Sunday, March 6, 2011

Os cavalos-marinhos e a aquariofilia

Os cavalos-marinhos precisam ser respeitados pelo meio aquarístico seriamente, para que no futuro não tenhamos culpa de termos contribuído num processo de extinção. Espero que esse artigo venha a abrir os olhos de comerciantes e hobistas. Esses animais são extremamente indefesos, e realmente não merecem o que estamos fazendo com eles.

Hippocampus kuda (?), coletado no Hawaii. Foto: Alex Correa, Waikiki Aquarium.
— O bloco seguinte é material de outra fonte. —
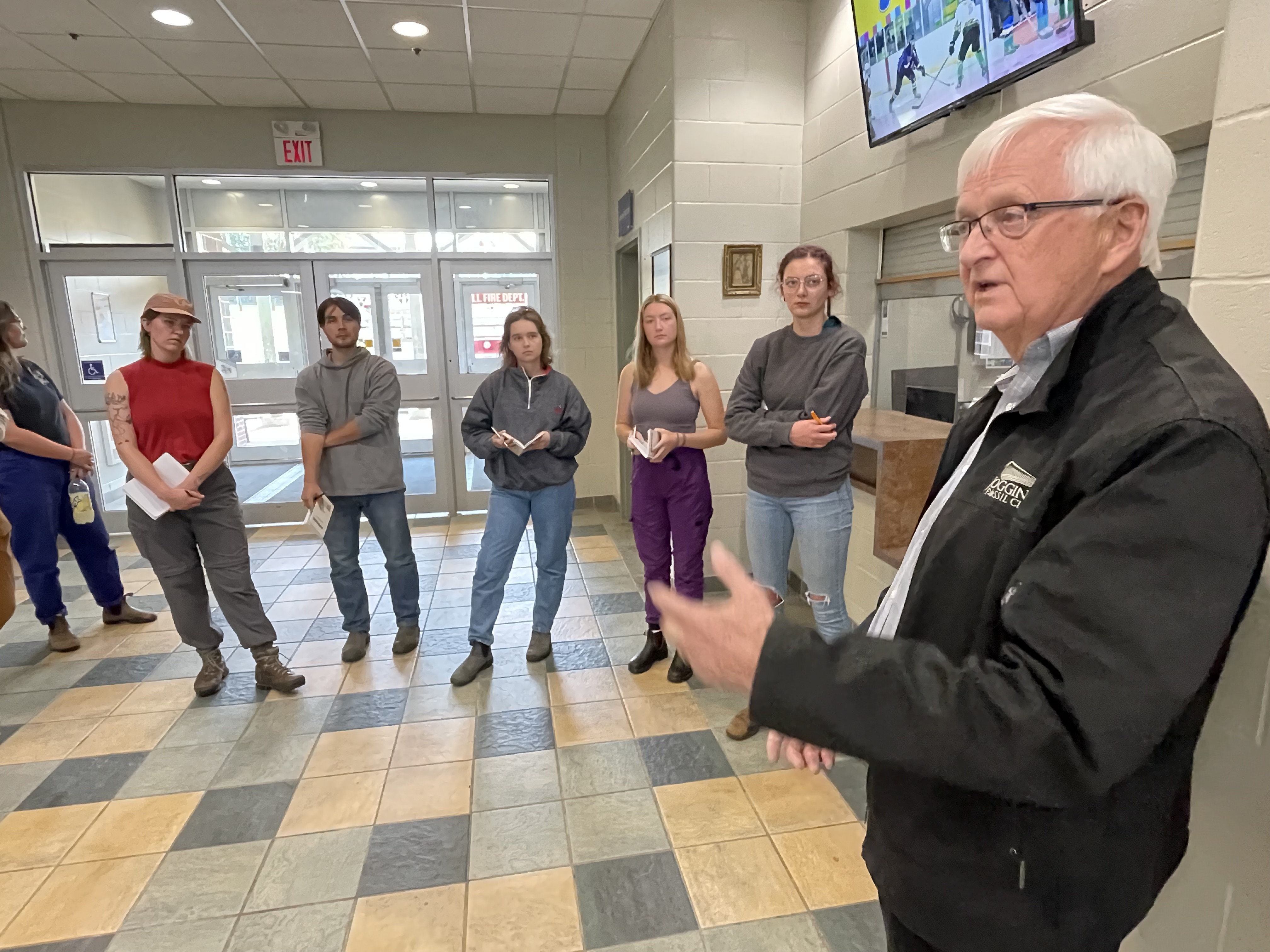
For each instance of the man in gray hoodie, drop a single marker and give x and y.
(348, 405)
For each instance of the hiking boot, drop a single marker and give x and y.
(474, 664)
(356, 647)
(742, 728)
(540, 647)
(271, 673)
(213, 675)
(407, 639)
(124, 614)
(653, 652)
(60, 637)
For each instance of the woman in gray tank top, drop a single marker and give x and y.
(660, 397)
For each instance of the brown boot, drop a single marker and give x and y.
(60, 637)
(271, 673)
(210, 678)
(742, 728)
(124, 614)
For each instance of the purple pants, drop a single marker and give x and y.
(671, 513)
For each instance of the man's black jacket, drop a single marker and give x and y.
(1032, 728)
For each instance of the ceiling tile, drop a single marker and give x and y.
(319, 64)
(138, 88)
(300, 22)
(431, 99)
(58, 17)
(515, 32)
(430, 66)
(596, 74)
(237, 91)
(56, 84)
(513, 70)
(375, 23)
(197, 59)
(611, 37)
(585, 102)
(515, 101)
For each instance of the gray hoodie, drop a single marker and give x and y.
(366, 389)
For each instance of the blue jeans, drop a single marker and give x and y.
(386, 514)
(510, 513)
(822, 526)
(33, 494)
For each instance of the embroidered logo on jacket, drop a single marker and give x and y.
(1011, 487)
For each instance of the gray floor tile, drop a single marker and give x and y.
(413, 856)
(177, 770)
(237, 815)
(199, 884)
(613, 825)
(521, 840)
(318, 928)
(516, 780)
(615, 898)
(318, 867)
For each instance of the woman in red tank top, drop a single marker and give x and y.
(168, 404)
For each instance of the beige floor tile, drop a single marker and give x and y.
(420, 921)
(128, 733)
(333, 803)
(352, 752)
(425, 792)
(435, 742)
(582, 687)
(79, 704)
(591, 724)
(707, 812)
(827, 866)
(738, 881)
(135, 827)
(665, 714)
(796, 800)
(529, 913)
(45, 742)
(82, 899)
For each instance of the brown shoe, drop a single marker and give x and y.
(271, 673)
(60, 637)
(124, 614)
(742, 728)
(210, 678)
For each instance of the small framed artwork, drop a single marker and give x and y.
(742, 271)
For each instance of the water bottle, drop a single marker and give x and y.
(82, 502)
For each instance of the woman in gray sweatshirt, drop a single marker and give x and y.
(529, 423)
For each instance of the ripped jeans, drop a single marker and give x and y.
(822, 526)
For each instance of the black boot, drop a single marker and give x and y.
(652, 653)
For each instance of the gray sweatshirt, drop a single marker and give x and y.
(364, 389)
(784, 379)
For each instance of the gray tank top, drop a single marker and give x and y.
(675, 409)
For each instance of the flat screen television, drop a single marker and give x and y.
(920, 60)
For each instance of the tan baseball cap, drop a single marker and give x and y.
(172, 304)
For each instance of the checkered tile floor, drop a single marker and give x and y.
(544, 808)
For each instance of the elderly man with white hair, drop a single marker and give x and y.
(1032, 687)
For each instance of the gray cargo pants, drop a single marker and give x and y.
(213, 530)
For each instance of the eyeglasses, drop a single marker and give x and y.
(1011, 221)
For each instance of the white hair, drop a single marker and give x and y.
(1112, 156)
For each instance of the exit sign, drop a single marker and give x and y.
(298, 143)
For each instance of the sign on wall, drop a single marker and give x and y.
(296, 143)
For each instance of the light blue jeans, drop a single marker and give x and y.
(510, 513)
(822, 526)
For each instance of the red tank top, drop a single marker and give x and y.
(172, 408)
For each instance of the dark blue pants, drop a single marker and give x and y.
(33, 494)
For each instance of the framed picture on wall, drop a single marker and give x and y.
(742, 271)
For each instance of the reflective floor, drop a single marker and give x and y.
(556, 807)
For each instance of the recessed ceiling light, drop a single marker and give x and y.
(172, 18)
(409, 28)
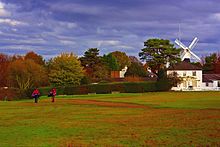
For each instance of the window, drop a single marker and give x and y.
(207, 84)
(184, 73)
(194, 73)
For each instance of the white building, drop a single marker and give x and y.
(191, 78)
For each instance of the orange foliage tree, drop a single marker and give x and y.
(25, 74)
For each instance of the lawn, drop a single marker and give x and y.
(149, 119)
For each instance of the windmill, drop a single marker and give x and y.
(186, 52)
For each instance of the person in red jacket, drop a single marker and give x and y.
(36, 95)
(53, 93)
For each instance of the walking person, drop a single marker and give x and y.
(53, 93)
(36, 95)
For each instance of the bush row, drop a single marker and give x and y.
(126, 87)
(104, 88)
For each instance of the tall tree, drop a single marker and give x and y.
(25, 74)
(65, 70)
(35, 57)
(4, 62)
(210, 61)
(93, 65)
(111, 62)
(122, 59)
(136, 70)
(90, 58)
(158, 52)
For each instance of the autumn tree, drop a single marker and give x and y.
(25, 74)
(136, 70)
(35, 57)
(122, 59)
(158, 52)
(111, 62)
(65, 70)
(210, 61)
(95, 69)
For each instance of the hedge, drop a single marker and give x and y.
(127, 87)
(102, 88)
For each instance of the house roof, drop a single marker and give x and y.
(210, 77)
(184, 66)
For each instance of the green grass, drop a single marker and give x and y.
(163, 119)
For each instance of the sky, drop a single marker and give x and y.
(50, 27)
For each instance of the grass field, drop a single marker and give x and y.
(149, 119)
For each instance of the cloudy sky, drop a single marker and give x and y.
(50, 27)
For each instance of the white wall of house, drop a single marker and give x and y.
(190, 78)
(123, 71)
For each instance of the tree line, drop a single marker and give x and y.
(66, 69)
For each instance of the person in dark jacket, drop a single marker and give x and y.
(53, 93)
(36, 95)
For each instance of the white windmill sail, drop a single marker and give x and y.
(186, 52)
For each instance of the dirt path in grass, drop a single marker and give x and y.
(101, 103)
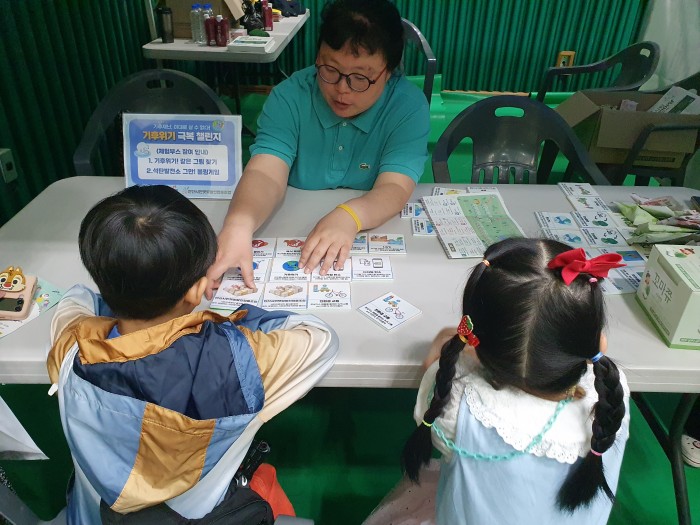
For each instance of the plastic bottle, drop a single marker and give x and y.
(195, 24)
(210, 29)
(222, 27)
(166, 23)
(267, 16)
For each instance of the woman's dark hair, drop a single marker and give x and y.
(145, 247)
(374, 25)
(536, 333)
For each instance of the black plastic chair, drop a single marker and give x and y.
(150, 91)
(412, 34)
(637, 64)
(506, 147)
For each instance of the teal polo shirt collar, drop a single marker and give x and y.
(364, 122)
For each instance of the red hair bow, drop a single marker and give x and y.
(574, 262)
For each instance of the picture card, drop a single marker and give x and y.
(232, 294)
(287, 269)
(573, 238)
(422, 227)
(373, 267)
(289, 246)
(344, 275)
(602, 237)
(389, 311)
(413, 209)
(260, 268)
(286, 296)
(592, 203)
(547, 219)
(359, 245)
(594, 219)
(332, 295)
(264, 247)
(577, 189)
(390, 243)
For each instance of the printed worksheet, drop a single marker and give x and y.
(286, 269)
(232, 294)
(548, 219)
(573, 238)
(577, 189)
(359, 245)
(602, 237)
(264, 248)
(412, 209)
(332, 295)
(588, 203)
(423, 227)
(464, 222)
(389, 311)
(286, 296)
(260, 268)
(289, 246)
(344, 275)
(371, 267)
(387, 243)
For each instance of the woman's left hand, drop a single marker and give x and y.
(329, 242)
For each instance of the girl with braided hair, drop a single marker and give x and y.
(529, 414)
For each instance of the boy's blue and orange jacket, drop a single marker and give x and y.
(166, 414)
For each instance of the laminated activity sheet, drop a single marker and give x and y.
(467, 223)
(389, 311)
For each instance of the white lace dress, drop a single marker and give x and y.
(520, 490)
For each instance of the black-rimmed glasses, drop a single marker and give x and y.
(356, 81)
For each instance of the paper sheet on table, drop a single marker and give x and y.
(15, 443)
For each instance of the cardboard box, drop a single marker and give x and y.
(609, 134)
(231, 9)
(670, 294)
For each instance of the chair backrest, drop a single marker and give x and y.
(149, 91)
(505, 146)
(411, 34)
(637, 64)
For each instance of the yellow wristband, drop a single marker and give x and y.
(352, 214)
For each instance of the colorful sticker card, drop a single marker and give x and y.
(287, 269)
(289, 246)
(390, 243)
(577, 189)
(371, 267)
(573, 238)
(592, 203)
(389, 311)
(333, 274)
(412, 209)
(594, 219)
(329, 295)
(602, 237)
(264, 247)
(546, 219)
(422, 227)
(286, 296)
(232, 294)
(359, 245)
(260, 267)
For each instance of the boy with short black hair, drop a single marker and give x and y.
(159, 404)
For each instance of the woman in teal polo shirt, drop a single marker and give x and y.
(348, 121)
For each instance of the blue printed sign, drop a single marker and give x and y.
(198, 155)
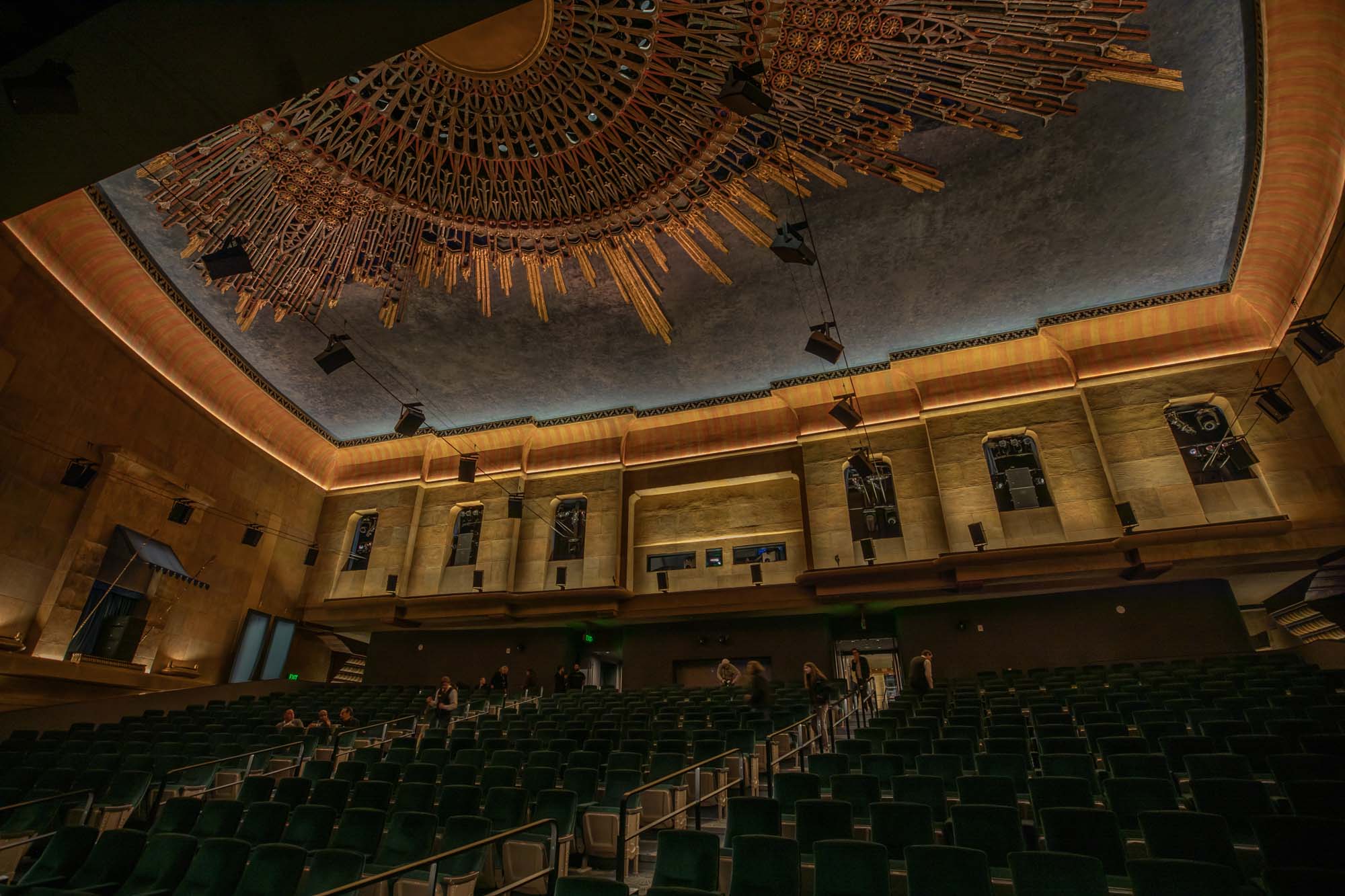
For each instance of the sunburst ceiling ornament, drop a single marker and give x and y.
(572, 135)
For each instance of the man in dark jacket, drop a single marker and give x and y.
(859, 674)
(759, 689)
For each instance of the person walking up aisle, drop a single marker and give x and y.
(820, 697)
(921, 676)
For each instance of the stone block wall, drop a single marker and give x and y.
(71, 389)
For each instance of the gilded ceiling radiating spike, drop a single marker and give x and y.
(418, 167)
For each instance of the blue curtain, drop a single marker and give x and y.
(120, 603)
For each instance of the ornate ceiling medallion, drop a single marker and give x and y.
(574, 134)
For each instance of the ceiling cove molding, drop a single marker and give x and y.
(1135, 304)
(840, 373)
(587, 416)
(976, 342)
(1258, 132)
(705, 403)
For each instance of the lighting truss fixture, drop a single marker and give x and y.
(845, 412)
(822, 345)
(860, 463)
(1241, 454)
(978, 536)
(411, 420)
(1273, 403)
(789, 244)
(1316, 339)
(743, 92)
(336, 356)
(181, 512)
(1129, 522)
(80, 473)
(228, 261)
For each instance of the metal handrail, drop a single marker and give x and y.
(88, 807)
(432, 862)
(623, 807)
(770, 743)
(338, 752)
(163, 782)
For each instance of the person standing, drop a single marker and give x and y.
(759, 689)
(820, 698)
(445, 701)
(859, 674)
(921, 674)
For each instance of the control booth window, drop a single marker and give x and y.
(872, 502)
(1204, 439)
(759, 553)
(1016, 473)
(568, 538)
(681, 560)
(362, 542)
(467, 536)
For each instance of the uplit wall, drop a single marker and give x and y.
(68, 388)
(1104, 443)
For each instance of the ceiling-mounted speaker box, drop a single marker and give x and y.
(978, 536)
(867, 551)
(181, 512)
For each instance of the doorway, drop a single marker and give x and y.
(884, 669)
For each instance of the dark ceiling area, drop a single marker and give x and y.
(1141, 194)
(146, 76)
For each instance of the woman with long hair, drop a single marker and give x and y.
(820, 697)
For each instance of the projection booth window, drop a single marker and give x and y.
(568, 538)
(362, 542)
(872, 502)
(1206, 443)
(467, 536)
(1016, 473)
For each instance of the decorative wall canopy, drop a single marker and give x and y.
(572, 132)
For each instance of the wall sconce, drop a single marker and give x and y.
(181, 669)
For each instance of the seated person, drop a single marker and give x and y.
(290, 720)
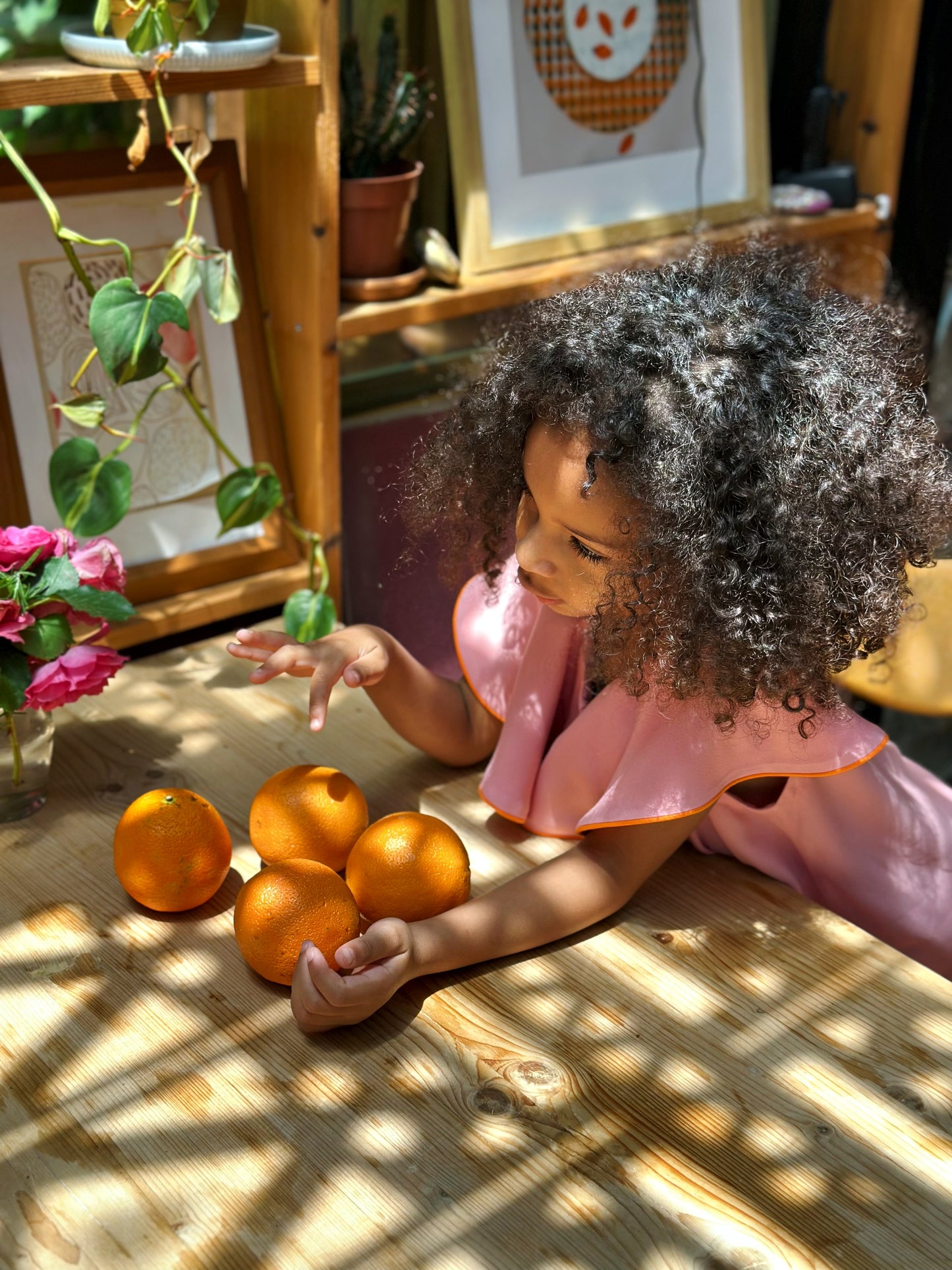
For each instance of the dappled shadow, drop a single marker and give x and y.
(715, 1078)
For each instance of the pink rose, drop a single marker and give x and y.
(82, 671)
(99, 564)
(67, 542)
(18, 545)
(13, 620)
Aquariofilia é um hobby muito contraditório no que diz respeito à conservação ecológica. Devo admitir que às vezes sinto-me confuso, e de certa forma culpado, por estar envolvido num hobby tão lindo, mas que alguns não dão o mínimo valor, a não ser o monetário. Esse sentimento é algo que acredito estar presente em todos nós aquaristas, principalmente quando vamos à algumas lojas e vemos peixes doentes e mal tratados. Infelizmente ainda é a realidade de parte do mercado. Existem as lojas boas, mas são poucos os donos que realmente se preoculpam em passar informações úteis ou mesmo vender de acordo com o que o consumidor possa manter. A falta de informações também é grande, assim como as informações passadas nas lojas geralmente são muito básicas, quando não, erradas. A única maneira de nos ajudarmos é tentando de todas as formas chamar a atenção dos comerciantes para que medidas possam ser tomadas à respeito de certas atitudes ou situações. Isso sempre existiu e provavelmente existirá, se nós aquaristas não tomarmos iniciativas. Seria muito bom se todos que vissem espécies muito sensíveis, ou qualquer outro tipo de engano cometido pelos lojistas, reclamasse de maneira amigável, mostrando que o fato foi notado e que realmente estamos preoculpados com certos episódios normalmente encontrados nas baterias das lojas.
O motivo de meu esforço em trabalhar escrevendo artigos vai além de colaborar para a literatura da aquariofilia marinha. Meus ideais são voltados principalmente à informações que possam proporcionar um maior conforto aos organismos que mantemos em nossos aquários, conseqüentemente evitando perda desses seres de maneira cruel ou irrensponsável. Diante de minhas metas, certamente sinto-me condicionado à publicar uma colaboração à campanha de preservação dos cavalos-marinhos que outros vêm fazendo, pois tenho notado que o interesse para com esses peixes envolve grande número de hobistas, que na realidade pouco conhecem sobre esses magníficos seres.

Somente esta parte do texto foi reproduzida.